Kickstarter SQL Style Guide
layout title description tags
default
SQL Style Guide
A guide to writing clean, clear, and consistent SQL.
data
process

Purpose

Maintaining reproducibility and transparency is a core value of Kickstarter's Data team, and a SQL style guide can help us achieve that goal. Additionally, adhering to the basic rules in this style guide will improve our ability to share, maintain, and extend our research when working with SQL.

This document is written as a manual for anyone working on the Data team, but also as a guide for anyone at the company who would like to write clean and clear code that is meant to be shared.

The individual tips in this guide are based on a composite of knowledge we've gleaned from experience and our roles at previous jobs.
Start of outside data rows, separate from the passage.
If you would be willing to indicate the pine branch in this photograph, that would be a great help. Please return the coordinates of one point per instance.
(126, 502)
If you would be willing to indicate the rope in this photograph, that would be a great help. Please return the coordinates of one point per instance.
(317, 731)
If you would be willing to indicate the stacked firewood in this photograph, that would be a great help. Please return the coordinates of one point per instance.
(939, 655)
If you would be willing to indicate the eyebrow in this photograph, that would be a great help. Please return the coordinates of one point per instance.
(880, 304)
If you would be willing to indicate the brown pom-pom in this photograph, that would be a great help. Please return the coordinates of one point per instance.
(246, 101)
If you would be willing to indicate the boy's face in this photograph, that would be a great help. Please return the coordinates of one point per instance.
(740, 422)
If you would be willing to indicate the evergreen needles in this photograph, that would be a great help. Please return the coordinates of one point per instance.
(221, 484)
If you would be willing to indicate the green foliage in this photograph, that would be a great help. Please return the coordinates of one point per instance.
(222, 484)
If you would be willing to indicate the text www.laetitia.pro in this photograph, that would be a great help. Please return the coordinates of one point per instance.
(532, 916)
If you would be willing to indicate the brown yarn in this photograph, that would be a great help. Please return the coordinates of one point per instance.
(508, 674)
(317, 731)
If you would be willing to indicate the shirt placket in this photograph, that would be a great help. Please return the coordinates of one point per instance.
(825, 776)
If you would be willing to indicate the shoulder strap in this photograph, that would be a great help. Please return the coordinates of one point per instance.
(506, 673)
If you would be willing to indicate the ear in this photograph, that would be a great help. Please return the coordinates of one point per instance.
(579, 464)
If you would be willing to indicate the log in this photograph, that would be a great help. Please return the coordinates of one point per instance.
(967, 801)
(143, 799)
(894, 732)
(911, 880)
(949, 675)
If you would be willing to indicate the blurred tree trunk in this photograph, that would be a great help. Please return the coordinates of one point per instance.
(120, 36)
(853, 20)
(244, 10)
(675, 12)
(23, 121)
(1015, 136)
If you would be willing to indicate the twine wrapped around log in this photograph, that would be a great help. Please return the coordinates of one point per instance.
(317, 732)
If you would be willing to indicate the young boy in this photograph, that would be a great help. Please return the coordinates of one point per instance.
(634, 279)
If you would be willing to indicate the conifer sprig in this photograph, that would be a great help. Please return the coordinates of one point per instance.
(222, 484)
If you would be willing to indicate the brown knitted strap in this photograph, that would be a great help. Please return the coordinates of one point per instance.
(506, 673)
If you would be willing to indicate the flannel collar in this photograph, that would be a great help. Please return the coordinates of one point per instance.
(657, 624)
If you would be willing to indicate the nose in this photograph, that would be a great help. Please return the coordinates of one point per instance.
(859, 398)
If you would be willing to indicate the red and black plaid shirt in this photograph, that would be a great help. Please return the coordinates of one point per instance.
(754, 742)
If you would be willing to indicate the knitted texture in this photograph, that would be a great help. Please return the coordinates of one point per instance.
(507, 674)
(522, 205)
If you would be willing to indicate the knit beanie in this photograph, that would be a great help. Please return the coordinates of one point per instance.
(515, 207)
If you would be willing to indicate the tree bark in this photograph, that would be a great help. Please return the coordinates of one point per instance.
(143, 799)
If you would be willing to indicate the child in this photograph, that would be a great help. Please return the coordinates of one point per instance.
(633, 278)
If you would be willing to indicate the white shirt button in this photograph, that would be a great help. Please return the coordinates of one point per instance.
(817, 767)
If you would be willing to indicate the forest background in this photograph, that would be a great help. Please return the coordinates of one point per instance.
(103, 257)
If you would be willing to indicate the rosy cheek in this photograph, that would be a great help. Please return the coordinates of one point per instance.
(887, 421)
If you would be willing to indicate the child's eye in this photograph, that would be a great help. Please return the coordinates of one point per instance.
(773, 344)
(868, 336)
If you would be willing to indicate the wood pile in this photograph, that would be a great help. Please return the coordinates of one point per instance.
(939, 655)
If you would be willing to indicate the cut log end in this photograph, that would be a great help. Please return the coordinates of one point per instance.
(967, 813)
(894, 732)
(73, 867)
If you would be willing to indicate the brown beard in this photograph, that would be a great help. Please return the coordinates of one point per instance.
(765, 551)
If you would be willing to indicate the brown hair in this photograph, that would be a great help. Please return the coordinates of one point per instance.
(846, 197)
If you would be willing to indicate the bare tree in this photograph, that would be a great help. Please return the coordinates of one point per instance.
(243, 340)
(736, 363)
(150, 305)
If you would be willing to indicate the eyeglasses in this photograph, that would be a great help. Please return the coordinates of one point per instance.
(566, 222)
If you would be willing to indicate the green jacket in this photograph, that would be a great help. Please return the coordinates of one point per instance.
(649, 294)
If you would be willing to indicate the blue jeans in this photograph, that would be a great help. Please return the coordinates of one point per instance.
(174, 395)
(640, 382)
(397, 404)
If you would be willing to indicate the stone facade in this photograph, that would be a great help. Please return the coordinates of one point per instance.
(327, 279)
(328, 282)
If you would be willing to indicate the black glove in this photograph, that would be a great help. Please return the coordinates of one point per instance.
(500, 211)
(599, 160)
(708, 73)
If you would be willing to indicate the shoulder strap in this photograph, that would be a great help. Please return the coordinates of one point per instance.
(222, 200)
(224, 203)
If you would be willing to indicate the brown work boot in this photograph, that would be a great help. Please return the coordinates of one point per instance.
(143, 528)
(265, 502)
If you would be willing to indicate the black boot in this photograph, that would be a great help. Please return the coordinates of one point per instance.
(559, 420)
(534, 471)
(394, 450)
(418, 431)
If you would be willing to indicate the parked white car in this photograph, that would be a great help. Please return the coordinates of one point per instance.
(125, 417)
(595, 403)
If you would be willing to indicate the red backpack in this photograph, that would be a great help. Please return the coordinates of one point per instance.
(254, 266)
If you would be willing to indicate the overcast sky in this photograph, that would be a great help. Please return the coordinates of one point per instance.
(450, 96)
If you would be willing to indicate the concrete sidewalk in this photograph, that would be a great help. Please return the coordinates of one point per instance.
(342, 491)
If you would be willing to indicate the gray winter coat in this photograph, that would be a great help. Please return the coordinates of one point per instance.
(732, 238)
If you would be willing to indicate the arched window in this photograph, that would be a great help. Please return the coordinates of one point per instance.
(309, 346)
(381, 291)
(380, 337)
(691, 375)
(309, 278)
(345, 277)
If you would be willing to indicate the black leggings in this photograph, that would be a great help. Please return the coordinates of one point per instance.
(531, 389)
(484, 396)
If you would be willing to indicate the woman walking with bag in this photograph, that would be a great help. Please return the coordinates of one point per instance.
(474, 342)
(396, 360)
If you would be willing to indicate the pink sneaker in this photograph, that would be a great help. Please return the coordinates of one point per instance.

NOTE: This style guide is written for use with AWS Redshift/Postgres 8.0.2, but much of it can be applied to any SQL database.

Principles

  • We take a disciplined and practical approach to writing code.
  • We regularly check-in code to Github
  • We believe consistency in style is very important.
  • We demonstrate intent explicitly in code, via clear structure and comments where needed.

Rules

General stuff

  • No tabs. 2 spaces per indent.

  • No trailing whitespace.

  • Always capitalize SQL keywords (e.g., SELECT or AS)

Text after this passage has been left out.